In Illinois, even the best-funded public pension systems aren't well funded at all.
Lawmakers have known about this growing crisis for more than two decades but still refuse to act.
It's a head scratcher that's going to devastate communities and leave future public retirees receiving just pennies on their pension dollars.
First, a quick review:
- More than 40 percent of Illinois' cities and villages have municipal pension systems with less than 75 percent of the money needed to fully fund their obligations.
- Eleven percent – municipal pension systems in 73 incorporated towns in the state – are underfunded by more than 50 percent, meaning they have less than half the money available to pay future pension costs for current employees.

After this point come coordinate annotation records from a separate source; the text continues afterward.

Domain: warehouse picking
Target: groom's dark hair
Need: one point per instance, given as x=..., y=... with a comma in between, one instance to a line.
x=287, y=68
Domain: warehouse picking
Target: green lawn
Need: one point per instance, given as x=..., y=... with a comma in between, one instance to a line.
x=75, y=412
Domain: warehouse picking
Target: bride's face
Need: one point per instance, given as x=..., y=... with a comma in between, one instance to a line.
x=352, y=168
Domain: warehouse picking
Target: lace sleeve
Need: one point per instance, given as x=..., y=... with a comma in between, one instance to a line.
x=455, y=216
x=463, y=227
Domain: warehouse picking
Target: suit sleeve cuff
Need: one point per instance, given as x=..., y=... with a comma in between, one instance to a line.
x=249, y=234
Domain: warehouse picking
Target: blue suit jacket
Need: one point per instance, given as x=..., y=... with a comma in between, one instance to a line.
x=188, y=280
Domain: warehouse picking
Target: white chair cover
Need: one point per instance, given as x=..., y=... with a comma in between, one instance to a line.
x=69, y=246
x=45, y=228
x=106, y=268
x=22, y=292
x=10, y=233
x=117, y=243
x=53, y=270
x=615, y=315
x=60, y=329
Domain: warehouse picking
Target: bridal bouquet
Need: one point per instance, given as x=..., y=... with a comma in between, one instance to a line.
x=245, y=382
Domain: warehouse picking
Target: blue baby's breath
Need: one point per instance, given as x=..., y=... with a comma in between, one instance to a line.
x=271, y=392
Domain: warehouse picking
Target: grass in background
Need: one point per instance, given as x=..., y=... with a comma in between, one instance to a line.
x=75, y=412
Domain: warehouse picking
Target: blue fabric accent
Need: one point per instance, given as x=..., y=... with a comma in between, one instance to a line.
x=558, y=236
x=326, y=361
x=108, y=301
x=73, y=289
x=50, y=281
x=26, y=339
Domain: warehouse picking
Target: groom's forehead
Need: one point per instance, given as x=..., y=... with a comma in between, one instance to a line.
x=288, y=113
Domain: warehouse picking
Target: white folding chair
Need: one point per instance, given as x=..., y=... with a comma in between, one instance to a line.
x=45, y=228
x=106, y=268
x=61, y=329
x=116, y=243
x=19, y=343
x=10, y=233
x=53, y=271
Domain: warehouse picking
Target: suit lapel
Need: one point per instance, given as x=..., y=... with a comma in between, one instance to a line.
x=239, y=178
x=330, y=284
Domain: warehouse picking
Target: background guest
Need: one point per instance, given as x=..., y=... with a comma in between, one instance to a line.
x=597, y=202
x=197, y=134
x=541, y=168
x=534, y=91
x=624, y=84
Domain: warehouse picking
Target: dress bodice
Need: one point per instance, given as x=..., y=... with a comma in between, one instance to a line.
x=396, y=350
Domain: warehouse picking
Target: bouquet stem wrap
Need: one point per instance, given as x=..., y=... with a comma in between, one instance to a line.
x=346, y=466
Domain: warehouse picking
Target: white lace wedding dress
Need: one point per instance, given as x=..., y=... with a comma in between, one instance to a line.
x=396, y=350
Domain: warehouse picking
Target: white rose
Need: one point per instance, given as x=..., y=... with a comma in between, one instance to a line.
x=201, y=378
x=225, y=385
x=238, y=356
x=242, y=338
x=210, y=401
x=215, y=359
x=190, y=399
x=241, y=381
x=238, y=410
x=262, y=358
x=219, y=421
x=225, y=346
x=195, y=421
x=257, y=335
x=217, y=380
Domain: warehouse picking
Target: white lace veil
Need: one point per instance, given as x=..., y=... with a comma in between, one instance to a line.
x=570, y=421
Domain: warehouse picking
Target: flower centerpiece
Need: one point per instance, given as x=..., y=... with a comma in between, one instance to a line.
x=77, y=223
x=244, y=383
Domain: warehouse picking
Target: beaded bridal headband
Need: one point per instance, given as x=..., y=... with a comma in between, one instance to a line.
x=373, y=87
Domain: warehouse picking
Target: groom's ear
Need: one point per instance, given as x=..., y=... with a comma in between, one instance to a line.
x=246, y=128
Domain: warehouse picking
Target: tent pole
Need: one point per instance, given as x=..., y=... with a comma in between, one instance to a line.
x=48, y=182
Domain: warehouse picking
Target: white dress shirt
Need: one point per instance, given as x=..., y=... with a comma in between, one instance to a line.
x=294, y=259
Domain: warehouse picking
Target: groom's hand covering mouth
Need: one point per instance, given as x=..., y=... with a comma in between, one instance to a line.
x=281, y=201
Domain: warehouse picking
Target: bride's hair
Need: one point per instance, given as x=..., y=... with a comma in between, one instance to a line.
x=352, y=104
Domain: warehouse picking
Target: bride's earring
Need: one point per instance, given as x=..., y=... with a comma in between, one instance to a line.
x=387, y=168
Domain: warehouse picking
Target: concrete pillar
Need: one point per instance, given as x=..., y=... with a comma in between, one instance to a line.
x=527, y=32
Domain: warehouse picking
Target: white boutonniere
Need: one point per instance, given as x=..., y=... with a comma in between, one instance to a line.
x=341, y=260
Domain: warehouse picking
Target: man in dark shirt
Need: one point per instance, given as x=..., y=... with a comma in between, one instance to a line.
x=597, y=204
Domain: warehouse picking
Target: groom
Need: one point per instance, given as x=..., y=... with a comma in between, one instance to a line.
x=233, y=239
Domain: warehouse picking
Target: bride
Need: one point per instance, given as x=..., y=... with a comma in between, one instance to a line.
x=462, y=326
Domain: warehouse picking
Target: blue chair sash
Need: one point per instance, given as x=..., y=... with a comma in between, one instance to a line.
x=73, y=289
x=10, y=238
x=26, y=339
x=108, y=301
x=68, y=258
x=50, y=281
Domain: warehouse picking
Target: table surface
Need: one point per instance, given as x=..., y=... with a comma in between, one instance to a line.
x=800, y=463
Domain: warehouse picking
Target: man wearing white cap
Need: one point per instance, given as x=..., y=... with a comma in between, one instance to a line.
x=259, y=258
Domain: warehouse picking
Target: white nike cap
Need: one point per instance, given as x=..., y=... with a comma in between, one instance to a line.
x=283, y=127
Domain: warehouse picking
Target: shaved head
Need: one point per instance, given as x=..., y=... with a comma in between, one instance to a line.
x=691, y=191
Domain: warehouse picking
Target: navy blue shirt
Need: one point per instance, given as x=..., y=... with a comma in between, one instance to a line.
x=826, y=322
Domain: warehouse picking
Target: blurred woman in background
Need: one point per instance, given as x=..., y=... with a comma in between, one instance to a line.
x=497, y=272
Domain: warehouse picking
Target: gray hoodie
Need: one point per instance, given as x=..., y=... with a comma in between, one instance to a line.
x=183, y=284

- Five percent – 32 Illinois municipalities – have less than 25 percent of the necessary funds available. That's a full-on crisis.
Believe it or not, these municipal pension systems – which cover local public employees not including police officers, firefighters or teachers – collectively are the best funded in the state.

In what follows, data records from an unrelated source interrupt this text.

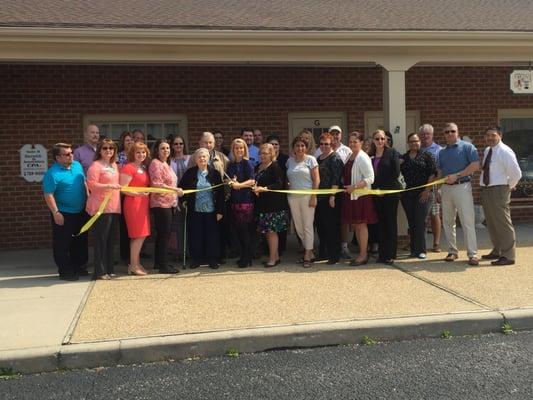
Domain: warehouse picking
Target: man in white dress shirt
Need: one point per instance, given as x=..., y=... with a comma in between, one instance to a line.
x=500, y=174
x=342, y=150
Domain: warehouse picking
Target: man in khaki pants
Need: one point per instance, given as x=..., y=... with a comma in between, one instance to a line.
x=500, y=174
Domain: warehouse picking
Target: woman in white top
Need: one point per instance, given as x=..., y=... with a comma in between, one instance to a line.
x=179, y=161
x=358, y=211
x=302, y=173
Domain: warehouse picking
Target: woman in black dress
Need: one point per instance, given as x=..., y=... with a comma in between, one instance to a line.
x=418, y=168
x=270, y=207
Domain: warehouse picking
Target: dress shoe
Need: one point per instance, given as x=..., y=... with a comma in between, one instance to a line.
x=490, y=256
x=69, y=277
x=168, y=270
x=503, y=261
x=355, y=263
x=136, y=270
x=473, y=261
x=451, y=257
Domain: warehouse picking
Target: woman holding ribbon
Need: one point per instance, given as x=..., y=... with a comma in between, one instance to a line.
x=125, y=142
x=179, y=161
x=136, y=204
x=327, y=215
x=271, y=207
x=302, y=174
x=162, y=204
x=241, y=172
x=386, y=164
x=418, y=168
x=358, y=211
x=204, y=209
x=103, y=180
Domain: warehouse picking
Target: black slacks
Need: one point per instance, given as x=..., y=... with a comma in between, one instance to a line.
x=204, y=239
x=103, y=237
x=416, y=212
x=327, y=221
x=71, y=252
x=387, y=226
x=163, y=225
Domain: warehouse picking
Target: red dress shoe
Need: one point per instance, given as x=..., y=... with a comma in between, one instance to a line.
x=503, y=261
x=473, y=261
x=490, y=256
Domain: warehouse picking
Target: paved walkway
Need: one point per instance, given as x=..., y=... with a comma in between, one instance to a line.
x=202, y=312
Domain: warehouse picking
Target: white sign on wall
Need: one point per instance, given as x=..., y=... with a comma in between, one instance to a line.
x=33, y=162
x=521, y=81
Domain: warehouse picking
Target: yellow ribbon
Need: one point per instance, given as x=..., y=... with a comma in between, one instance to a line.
x=358, y=192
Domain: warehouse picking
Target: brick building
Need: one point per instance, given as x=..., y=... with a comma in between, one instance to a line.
x=269, y=65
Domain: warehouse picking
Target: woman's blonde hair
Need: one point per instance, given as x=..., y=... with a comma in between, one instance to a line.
x=241, y=142
x=270, y=148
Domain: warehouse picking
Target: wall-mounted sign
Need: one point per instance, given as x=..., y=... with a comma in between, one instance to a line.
x=521, y=81
x=33, y=162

That's right. They're the best.
Many of the more than 600 pension systems that cover local police officers and firefighters are much worse off.
Municipal public safety pension systems outside of Chicago are funded at 58 percent of their total obligations, according to a report by the Commission on Government Forecasting and Accountability. Thirty percent have less than half the funds available to meet future obligations.
Enforcing a 2010 state law, the state Comptroller's Office began garnishing the city of Harvey's tax revenue earlier this year to make up for shortfalls in its police pension fund. As a result of losing the revenue, the shrinking city of fewer than 25,000 people laid off 40 police officers and firefighters.
Next in line for garnishment was North Chicago. Dozens more face similar action.
"In most cases, the promises granted to workers have grown so much that cities have been forced to choose between funding pensions and funding basic operations," Wirepoints wrote in a recent analysis about Illinois' pension crisis. "Or between funding pensions and paying for their workers. Or between funding pensions and taking care of their roads."
Of course, the crisis doesn't end with municipal and local public safety pensions.
There's also the state of Illinois and its five public pension systems – the Teachers' Retirement System (TRS), the General Assembly Retirement System (GARS), the State Employees' Retirement System (SERS), the State Universities Retirement System (SURS) and the Judges' Retirement System (JRS).
The state maintains these five pension systems are underfunded by about $130 billion. But credit ratings agency Moody’s Investors Service puts the liability at more than $200 billion, more than five times the state's annual budget.
Anyone who sees the data must realize this is a crisis that can't be ignored. So why aren't state lawmakers acting?
“Then they'd be forced to pay all the bills that are due," Wirepoints' Ted Dabrowski said. "It's going to take more than North Chicago and Harvey for them to act."
Dabrowski pointed to the Chicago police and fire pension funds as a potential trigger. As of 2017, the city's police pension system was funded at less than 25 percent. Without a bailout or reforms, Chicago could face cuts at a much greater magnitude than Harvey.
"They’re the ones we have to keep our eyes on," Dabrowski said. "Politicians won’t be able to avoid that one."
Sadly, I agree with him.
It's going to take more communities on the verge of collapse before politicians start doing their jobs.